Warum trinken Italiener Bier zu Pizza und keinen Wein?
Die Tradition, Bier zu Pizza zu trinken, ist tief in der italienischen Esskultur verwurzelt. Man glaubt, dass die Kohlensäure im Bier die Verdauung der oft reichen Pizza erleichtert. Während Wein in Italien zu vielen Gerichten passt, wird er zur Pizza seltener gewählt, da er die Geschmacksnerven stärker sättigen kann als ein erfrischendes Bier. Außerdem ist Bier oft kostengünstiger und leichter verfügbar in Pizzerien, die sich auf das Hauptgericht konzentrieren.
Ist es wirklich so schlimm, extra Käse zu verlangen?
Ja, in den Augen eines italienischen Pizzabäckers kann das Verlangen nach extra Käse oder anderen Gewürzen wie Chiliflocken als Beleidigung angesehen werden. Ein professioneller Pizzaiuolo hat die perfekte Balance der Zutaten sorgfältig abgestimmt. Das Hinzufügen von Extras könnte als Misstrauen in sein Können oder als Unkenntnis der traditionellen Zubereitung interpretiert werden. Der Grundgedanke ist, dass die Pizza bereits perfekt ist, so wie sie serviert wird.
Fazit: Ein Stück Kultur auf dem Teller
Das Essen einer Pizza in Italien mag mit all den Regeln und Traditionen auf den ersten Blick einschüchternd wirken. Die Realität ist jedoch, dass die meisten dieser Bräuche aus einer über hundertjährigen Tradition und einem tiefen Respekt vor diesem ikonischen Gericht entstanden sind. Sie sind Vorschläge, die den Genuss auf eine neue Ebene heben und ein Eintauchen in die italienische Kultur ermöglichen.

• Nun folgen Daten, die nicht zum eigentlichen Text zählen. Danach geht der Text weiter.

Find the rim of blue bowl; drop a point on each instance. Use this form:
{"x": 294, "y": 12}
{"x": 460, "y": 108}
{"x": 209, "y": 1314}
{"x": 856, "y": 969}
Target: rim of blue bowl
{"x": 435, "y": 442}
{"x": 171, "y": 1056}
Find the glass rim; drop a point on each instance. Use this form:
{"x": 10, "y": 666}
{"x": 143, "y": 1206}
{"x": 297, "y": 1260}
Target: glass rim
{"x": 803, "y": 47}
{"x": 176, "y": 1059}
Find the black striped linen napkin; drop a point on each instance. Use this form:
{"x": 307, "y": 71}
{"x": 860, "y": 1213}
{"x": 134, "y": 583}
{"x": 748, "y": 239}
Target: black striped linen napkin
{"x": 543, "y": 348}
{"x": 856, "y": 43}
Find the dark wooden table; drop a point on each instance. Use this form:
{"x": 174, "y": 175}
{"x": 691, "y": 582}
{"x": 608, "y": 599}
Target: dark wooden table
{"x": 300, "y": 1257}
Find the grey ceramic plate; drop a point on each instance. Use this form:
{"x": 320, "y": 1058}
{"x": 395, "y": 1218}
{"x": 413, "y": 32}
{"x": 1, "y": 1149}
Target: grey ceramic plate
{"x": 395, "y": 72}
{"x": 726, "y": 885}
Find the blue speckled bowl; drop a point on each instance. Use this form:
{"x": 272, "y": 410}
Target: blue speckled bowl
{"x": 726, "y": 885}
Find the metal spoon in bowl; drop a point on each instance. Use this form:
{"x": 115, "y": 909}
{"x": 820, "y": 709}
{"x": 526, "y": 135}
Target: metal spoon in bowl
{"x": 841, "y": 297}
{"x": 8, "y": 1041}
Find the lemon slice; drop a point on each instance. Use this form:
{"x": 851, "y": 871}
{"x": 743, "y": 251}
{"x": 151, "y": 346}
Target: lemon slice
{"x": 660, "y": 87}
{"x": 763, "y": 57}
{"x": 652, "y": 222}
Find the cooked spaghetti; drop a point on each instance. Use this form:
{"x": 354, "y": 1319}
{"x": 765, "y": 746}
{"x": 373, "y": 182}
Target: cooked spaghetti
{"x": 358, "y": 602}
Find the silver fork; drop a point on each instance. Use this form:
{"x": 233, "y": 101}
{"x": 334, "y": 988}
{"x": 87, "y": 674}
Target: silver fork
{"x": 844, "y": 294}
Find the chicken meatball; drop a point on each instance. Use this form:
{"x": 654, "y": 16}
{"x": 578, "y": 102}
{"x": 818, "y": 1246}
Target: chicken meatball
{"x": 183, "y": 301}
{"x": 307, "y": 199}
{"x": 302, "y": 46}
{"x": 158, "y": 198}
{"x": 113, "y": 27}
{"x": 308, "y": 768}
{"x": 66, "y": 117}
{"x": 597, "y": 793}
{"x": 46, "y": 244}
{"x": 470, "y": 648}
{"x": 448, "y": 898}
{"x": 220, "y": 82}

Die Kurzfassung für den Pizzagenuss nach italienischer Art lautet: Bestellen Sie abends Ihre eigene Pizza, essen Sie sie mit Gabel und Messer, trinken Sie ein kaltes Bier dazu und verzichten Sie auf zusätzliche Gewürze oder Dips. Wenn Sie sich daran halten, werden Sie eine wunderbare Erfahrung machen und all die köstliche Pizza genießen können, die Italien zu bieten hat. Es ist ein Erlebnis, das über den bloßen Hunger hinausgeht – es ist ein Akt des kulturellen Eintauchens und des Respekts vor einer kulinarischen Meisterleistung.